あとで伊近に会っても、まさか迷っただなんてことは言わないでおこう。
ものすごく心配されるか、バカにされるか・・・多分両方だな。
何だか突然俺の扱いが丁寧になった磯村さんに一方的に話しかけられながら(話すテンポが早すぎて頷くことしかできない)、さらに10分ほど歩いて、丘を下って・・・やっと寮へと辿り着くことができたのだが・・・。
一体これは・・・っ!
学校案内のパンフレットでは小さな写真しか載っていなかったので、アパートのようなイメージだったのだが、これじゃあまるで・・・ホテルだ。
しかもかなりグレードの高いホテル。
あの裏門がただの鉄の門に見えてしまうほど豪華なこの寮に、俺は唖然とするばかり。
しばらく見上げた後、磯村さんから向けられるやけに愛想のいい笑顔に気づいて、慌ててそちらへと駆け寄った。

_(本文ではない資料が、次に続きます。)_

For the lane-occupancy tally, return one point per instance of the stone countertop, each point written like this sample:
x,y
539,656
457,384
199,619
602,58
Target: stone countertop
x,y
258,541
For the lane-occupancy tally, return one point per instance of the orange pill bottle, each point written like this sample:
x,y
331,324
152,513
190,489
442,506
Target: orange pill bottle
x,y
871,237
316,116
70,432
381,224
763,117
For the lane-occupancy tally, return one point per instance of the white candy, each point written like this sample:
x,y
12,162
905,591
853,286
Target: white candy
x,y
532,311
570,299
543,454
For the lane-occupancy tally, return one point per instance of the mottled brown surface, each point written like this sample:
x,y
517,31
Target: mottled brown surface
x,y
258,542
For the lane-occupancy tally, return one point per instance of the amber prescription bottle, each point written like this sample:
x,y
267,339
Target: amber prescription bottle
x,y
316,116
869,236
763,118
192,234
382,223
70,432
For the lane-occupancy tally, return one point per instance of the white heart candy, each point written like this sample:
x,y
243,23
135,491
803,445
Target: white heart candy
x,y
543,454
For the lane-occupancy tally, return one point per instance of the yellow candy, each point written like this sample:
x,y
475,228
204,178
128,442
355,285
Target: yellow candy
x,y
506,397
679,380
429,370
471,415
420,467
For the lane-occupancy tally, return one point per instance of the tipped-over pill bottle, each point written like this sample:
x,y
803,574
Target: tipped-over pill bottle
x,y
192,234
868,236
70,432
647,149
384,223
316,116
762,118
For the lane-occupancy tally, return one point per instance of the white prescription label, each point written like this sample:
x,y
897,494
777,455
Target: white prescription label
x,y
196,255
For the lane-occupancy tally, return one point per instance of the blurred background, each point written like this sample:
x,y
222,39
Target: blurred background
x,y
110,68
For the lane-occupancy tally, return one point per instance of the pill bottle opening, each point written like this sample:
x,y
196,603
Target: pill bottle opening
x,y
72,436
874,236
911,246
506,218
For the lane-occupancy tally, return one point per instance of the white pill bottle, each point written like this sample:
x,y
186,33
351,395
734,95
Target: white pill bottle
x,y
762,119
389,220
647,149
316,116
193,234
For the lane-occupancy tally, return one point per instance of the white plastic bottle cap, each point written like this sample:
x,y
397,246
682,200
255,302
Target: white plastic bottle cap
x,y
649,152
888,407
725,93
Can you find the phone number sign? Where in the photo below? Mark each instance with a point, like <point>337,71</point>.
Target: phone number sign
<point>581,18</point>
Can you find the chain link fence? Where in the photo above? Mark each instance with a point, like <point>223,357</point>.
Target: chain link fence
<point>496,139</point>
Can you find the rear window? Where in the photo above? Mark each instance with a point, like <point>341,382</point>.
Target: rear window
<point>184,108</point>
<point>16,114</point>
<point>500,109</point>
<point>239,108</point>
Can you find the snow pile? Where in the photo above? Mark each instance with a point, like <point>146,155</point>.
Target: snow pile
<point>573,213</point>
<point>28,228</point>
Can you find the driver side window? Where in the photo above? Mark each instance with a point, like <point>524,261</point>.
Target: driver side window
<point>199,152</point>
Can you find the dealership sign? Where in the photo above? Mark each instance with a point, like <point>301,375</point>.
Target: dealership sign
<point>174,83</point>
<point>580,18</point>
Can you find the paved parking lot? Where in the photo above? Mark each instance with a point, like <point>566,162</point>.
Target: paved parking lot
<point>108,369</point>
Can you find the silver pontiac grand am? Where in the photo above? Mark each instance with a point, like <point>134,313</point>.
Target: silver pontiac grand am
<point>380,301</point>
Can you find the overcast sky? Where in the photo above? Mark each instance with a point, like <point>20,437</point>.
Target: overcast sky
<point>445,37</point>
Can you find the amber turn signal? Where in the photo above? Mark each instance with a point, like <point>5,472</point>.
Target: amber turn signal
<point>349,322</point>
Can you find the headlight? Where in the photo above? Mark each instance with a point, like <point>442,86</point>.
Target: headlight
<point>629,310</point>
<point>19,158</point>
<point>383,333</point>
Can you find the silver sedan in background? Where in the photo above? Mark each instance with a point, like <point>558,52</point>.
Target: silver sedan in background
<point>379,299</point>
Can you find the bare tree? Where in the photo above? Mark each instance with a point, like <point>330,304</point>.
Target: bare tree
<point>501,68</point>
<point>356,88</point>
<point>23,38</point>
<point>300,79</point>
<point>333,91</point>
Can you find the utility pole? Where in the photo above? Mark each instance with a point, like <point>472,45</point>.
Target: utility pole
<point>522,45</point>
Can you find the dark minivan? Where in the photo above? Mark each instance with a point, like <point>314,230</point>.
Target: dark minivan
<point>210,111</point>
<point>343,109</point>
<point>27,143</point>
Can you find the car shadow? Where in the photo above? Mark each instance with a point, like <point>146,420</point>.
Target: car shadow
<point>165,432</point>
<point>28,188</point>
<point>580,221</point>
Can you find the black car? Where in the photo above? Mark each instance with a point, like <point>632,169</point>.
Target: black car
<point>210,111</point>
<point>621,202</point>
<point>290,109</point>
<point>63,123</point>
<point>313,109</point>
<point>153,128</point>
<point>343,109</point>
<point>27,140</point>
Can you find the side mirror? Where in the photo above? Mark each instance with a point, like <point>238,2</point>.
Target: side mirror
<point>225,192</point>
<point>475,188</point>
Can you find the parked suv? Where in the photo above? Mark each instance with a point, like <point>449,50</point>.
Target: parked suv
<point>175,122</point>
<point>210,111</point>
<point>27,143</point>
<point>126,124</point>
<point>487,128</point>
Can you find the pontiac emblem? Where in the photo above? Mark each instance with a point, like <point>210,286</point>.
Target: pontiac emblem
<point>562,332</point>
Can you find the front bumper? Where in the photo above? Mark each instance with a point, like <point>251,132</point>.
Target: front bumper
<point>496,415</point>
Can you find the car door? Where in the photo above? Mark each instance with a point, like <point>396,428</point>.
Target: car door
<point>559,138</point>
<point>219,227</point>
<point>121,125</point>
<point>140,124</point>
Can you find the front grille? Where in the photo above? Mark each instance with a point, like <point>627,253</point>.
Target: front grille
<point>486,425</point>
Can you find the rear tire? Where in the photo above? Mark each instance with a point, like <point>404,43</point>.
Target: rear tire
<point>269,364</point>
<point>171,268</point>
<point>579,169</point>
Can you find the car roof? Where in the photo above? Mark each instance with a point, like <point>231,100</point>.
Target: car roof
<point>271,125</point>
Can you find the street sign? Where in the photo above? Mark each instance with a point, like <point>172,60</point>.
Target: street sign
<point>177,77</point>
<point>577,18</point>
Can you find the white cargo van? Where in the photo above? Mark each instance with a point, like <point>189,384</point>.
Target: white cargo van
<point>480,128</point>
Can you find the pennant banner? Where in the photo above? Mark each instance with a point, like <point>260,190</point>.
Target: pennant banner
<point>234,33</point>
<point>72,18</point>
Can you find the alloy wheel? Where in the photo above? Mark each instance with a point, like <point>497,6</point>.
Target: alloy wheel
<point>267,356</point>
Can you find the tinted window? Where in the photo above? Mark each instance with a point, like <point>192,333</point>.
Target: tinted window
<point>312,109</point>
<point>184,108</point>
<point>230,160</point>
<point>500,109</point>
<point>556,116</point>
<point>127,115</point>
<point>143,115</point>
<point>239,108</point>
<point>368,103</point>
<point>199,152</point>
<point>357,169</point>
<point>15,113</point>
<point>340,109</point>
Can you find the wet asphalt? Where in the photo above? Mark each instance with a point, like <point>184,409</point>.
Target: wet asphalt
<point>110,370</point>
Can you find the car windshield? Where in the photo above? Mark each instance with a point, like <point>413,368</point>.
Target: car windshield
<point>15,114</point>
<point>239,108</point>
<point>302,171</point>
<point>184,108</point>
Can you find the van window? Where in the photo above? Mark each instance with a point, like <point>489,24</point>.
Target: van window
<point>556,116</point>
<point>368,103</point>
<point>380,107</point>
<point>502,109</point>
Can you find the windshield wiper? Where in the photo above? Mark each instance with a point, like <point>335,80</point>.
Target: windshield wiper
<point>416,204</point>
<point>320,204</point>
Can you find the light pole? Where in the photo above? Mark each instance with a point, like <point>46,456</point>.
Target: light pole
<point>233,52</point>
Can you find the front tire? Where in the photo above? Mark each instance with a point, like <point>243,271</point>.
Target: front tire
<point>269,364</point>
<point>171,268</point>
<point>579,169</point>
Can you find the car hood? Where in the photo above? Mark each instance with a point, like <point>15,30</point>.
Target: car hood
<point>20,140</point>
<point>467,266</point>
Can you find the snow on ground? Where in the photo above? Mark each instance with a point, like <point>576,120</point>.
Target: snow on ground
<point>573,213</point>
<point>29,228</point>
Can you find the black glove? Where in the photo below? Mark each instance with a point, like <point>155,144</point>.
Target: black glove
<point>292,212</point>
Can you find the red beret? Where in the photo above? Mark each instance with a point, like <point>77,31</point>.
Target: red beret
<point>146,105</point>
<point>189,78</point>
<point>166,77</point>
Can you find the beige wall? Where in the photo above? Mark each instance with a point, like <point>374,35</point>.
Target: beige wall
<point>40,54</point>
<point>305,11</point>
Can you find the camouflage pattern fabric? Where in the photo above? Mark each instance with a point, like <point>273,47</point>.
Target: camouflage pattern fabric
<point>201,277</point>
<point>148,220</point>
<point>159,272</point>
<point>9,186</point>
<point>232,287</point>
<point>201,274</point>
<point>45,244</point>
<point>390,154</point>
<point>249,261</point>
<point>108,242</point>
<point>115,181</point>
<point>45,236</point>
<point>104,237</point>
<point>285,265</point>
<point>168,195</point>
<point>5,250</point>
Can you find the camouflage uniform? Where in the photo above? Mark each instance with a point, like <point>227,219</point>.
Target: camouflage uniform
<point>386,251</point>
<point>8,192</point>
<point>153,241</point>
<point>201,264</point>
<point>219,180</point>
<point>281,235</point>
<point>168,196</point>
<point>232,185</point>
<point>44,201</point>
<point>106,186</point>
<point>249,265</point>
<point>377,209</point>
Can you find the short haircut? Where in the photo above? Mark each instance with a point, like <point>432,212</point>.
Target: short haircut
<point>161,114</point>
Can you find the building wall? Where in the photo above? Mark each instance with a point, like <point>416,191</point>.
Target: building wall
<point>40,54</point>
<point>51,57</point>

「こちらが、今日から新名様がお住まいになる寮になります。私も初めてここに来たときはびっくりしたものですよ」
目尻に寄る笑い皺に、すっかり最初の失礼な態度を忘れていた俺は、俺の気持ちに同意するような言葉に、うんうんと頷いてしまう。
なんだ、いい人じゃないか。
そんな磯村さんに部屋の鍵の受け渡しとと簡単な説明をするからと、連れられたのは自動ドアの入り口すぐ脇にある管理人室だった。
ちなみにそこに入る前にチラっと見た感じでも、寮の玄関ホール?はフロントこそないにしろ、ホテルと言っても通るくらいのレベルだろう。
それに天井がやたら高くて、そこにはシャンデリアが吊るされていたような気がする。
さすがお金持ちの学校って感じだな。